En el ámbito moral esto supondría respetar las elecciones de cada persona en toda una
serie de aspectos que escapan a las categorías de lo obligatorio y lo prohibido para que
elijan lo que juzgan preferible o beneficioso en nombre de sus propios valores. La
tolerancia concebida como pasiva (la que practicó Voltaire) consiste en permitir que el
otro exprese su punto de vista y defienda su posición en el espacio público sin prejuzgar
si se aprobará o no, es decir, permite la diferencia pero no la fomenta, porque considera
que en los ámbitos moral y religioso existen algunas posiciones que tienen primacía
sobre otras. Por otra parte la intolerancia activa, también ejercida por Voltaire, conlleva
una lucha en el plano de las ideas contra la superstición y el fanatismo, frente a la
intolerancia pasiva que considera el espacio público como un lugar de debate donde se
impondrá la opinión más razonable, sin que tal predominio suponga coacción sobre las
restantes ideas. La intolerancia activa de Voltaire y su combate a favor de la
emancipación humana y la difusión de las luces están basados en una concepción muy
dieciochesca de la razón que, en nombre de su universalidad, califica de atrasados e
incluso de irracionales todos los comportamientos que le parecen bárbaros. Una
concepción de tolerancia liberada de todo sometimiento teológico y preocupada por la
libertad de pensamiento y de expresión de todos, pero no total que recuerda –como
señala Charles- los debates actuales entre defensores del comunitarismo y partidarios de
un republicanismo laico.
Porque nos movemos en un marco de respeto y pluralismo (ya nos hemos referido a que
los propios editores tenemos divergencias interpretativas, lo que no nos impide cooperar
y respetarnos mutuamente) ofrecemos en este libro un abanico de enfoques diferentes.

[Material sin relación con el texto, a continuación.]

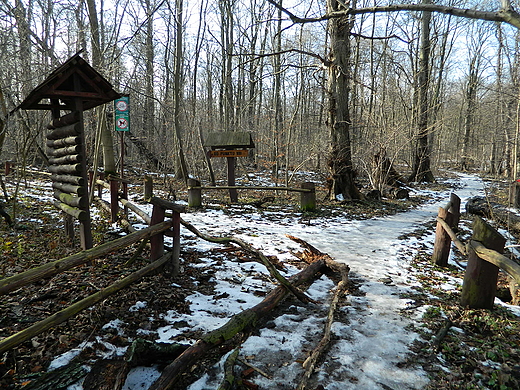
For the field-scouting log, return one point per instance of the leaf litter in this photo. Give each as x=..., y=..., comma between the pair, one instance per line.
x=382, y=333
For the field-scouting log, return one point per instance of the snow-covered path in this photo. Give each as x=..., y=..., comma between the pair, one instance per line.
x=372, y=337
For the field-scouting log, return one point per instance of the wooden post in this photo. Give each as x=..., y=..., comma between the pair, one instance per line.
x=100, y=187
x=148, y=188
x=442, y=245
x=194, y=194
x=68, y=222
x=454, y=209
x=233, y=194
x=480, y=280
x=157, y=241
x=114, y=200
x=175, y=262
x=514, y=194
x=308, y=199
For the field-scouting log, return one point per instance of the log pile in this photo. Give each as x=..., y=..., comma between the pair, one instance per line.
x=66, y=165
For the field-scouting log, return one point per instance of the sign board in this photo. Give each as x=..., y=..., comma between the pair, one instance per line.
x=122, y=113
x=228, y=153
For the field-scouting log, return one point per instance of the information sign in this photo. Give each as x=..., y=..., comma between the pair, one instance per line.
x=122, y=113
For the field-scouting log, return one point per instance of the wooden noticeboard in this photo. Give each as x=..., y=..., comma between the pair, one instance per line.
x=228, y=153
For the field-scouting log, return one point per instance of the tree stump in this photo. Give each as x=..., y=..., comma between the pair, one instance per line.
x=481, y=277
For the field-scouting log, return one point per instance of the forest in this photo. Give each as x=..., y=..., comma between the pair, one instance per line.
x=424, y=89
x=348, y=97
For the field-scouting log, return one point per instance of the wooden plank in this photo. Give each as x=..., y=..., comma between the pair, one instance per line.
x=228, y=153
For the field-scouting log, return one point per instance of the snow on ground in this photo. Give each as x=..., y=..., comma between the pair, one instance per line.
x=370, y=339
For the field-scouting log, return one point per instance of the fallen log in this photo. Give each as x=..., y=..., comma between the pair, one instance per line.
x=107, y=374
x=268, y=264
x=236, y=324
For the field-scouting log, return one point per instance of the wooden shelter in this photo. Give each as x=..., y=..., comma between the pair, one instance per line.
x=230, y=144
x=68, y=91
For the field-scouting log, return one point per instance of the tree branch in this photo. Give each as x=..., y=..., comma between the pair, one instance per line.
x=506, y=13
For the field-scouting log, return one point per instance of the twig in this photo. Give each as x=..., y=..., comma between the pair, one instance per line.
x=441, y=334
x=263, y=373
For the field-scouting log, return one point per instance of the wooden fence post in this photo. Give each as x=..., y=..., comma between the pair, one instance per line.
x=7, y=168
x=114, y=199
x=480, y=280
x=194, y=194
x=442, y=245
x=148, y=188
x=100, y=187
x=233, y=194
x=157, y=242
x=455, y=209
x=308, y=198
x=514, y=194
x=451, y=215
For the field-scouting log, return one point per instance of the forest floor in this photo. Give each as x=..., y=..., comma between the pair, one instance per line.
x=481, y=350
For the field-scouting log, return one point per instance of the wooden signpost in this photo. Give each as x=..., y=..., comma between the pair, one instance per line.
x=67, y=92
x=230, y=144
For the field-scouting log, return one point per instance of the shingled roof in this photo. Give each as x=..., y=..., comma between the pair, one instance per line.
x=74, y=79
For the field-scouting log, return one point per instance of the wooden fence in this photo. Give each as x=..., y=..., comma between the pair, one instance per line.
x=484, y=253
x=307, y=191
x=159, y=227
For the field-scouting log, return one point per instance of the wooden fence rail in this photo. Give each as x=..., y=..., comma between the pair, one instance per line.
x=485, y=258
x=451, y=216
x=307, y=190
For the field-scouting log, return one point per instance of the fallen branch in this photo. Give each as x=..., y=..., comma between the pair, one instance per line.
x=268, y=264
x=237, y=323
x=310, y=362
x=229, y=377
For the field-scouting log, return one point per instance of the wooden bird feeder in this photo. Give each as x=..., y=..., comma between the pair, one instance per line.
x=73, y=88
x=230, y=144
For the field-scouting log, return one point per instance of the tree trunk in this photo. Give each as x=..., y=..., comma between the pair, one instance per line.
x=340, y=159
x=181, y=166
x=421, y=171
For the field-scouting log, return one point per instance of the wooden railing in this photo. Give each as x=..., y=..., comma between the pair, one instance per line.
x=307, y=191
x=159, y=227
x=484, y=253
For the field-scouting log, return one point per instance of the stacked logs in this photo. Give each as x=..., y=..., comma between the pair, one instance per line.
x=64, y=143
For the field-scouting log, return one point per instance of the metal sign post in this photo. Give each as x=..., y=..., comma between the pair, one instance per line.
x=122, y=124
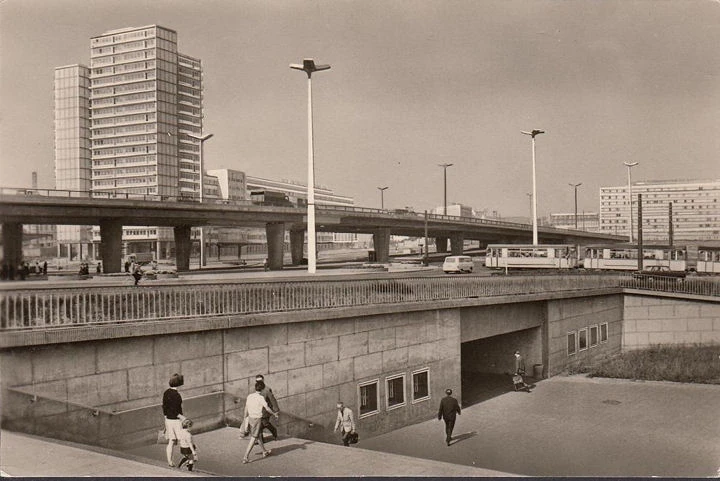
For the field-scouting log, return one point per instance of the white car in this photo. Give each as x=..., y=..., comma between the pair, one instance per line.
x=457, y=264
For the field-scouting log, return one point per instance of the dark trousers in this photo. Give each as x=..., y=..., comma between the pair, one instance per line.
x=449, y=426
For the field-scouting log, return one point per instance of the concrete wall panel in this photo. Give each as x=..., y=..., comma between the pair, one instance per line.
x=353, y=345
x=286, y=357
x=305, y=379
x=322, y=401
x=395, y=359
x=321, y=351
x=368, y=365
x=263, y=336
x=132, y=352
x=381, y=339
x=176, y=347
x=203, y=372
x=63, y=361
x=237, y=340
x=337, y=372
x=98, y=389
x=247, y=363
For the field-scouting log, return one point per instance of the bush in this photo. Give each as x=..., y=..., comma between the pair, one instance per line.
x=695, y=364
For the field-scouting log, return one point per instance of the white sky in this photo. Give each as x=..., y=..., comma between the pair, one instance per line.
x=413, y=83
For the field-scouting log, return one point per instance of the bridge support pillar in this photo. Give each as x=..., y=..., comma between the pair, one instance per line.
x=456, y=243
x=12, y=244
x=381, y=244
x=111, y=245
x=183, y=246
x=441, y=244
x=275, y=232
x=297, y=242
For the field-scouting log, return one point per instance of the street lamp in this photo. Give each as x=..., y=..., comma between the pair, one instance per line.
x=308, y=66
x=382, y=197
x=202, y=140
x=445, y=166
x=575, y=186
x=533, y=133
x=529, y=194
x=630, y=165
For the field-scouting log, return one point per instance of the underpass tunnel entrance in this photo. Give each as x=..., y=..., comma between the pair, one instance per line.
x=486, y=365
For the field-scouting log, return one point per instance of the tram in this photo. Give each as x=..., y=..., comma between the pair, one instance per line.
x=528, y=256
x=708, y=260
x=623, y=257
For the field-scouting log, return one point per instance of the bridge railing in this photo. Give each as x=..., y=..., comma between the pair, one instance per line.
x=50, y=308
x=701, y=286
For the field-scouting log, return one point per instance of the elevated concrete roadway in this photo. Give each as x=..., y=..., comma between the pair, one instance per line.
x=112, y=214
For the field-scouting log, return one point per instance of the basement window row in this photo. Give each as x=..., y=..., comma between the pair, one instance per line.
x=395, y=393
x=586, y=338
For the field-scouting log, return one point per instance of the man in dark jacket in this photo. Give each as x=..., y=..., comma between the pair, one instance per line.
x=272, y=402
x=449, y=407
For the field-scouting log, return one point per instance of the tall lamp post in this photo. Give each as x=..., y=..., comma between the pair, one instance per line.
x=308, y=66
x=382, y=197
x=575, y=186
x=445, y=166
x=202, y=140
x=630, y=165
x=534, y=133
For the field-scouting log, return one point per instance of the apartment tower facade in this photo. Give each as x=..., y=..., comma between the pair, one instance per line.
x=136, y=107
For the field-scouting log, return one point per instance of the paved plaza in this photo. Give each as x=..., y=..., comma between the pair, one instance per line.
x=577, y=426
x=567, y=426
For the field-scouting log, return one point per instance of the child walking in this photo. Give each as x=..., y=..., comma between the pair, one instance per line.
x=187, y=446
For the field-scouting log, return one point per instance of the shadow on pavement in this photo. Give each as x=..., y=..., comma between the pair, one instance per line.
x=290, y=447
x=462, y=437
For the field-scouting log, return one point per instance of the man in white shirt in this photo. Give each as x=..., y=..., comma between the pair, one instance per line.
x=346, y=420
x=254, y=406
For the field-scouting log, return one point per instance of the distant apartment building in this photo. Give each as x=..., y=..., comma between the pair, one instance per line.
x=586, y=221
x=695, y=210
x=73, y=164
x=123, y=126
x=127, y=126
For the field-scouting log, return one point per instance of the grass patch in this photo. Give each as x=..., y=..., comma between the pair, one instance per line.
x=692, y=364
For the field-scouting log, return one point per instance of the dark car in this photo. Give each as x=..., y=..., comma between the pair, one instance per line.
x=659, y=272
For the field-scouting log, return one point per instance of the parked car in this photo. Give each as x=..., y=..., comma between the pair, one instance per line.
x=458, y=264
x=660, y=272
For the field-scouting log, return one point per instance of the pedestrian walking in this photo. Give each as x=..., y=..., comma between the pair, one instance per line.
x=172, y=410
x=254, y=406
x=346, y=421
x=137, y=273
x=187, y=445
x=518, y=381
x=269, y=397
x=449, y=408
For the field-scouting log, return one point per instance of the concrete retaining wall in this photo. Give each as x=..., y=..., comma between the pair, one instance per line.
x=309, y=365
x=666, y=320
x=573, y=315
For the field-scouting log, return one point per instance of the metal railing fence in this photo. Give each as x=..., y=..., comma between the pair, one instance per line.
x=701, y=286
x=41, y=309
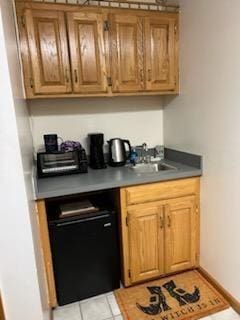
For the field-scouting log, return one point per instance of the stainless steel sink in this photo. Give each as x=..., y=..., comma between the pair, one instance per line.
x=152, y=167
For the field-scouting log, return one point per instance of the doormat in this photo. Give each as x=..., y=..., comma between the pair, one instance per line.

Es obvio que los autores de esta obra no entienden de la misma forma el significado de
la tolerancia, al igual que ocurría con los forjadores de la tolerancia. Algunos forjadores
consideraban el término tolerancia un insulto y reclamaban respeto y aceptación. De
igual manera algunos de nuestros autores preferirán como Leibniz, Kant, Mirabeau,
Paine o Stuart Mill, destacar la vertiente de reconocimiento hacia el otro. Sin negar este
aspecto, los editores piensan que hay aspectos en el otro que no son dignos de respeto y
que, a lo más que podemos llegar es a tolerarlos.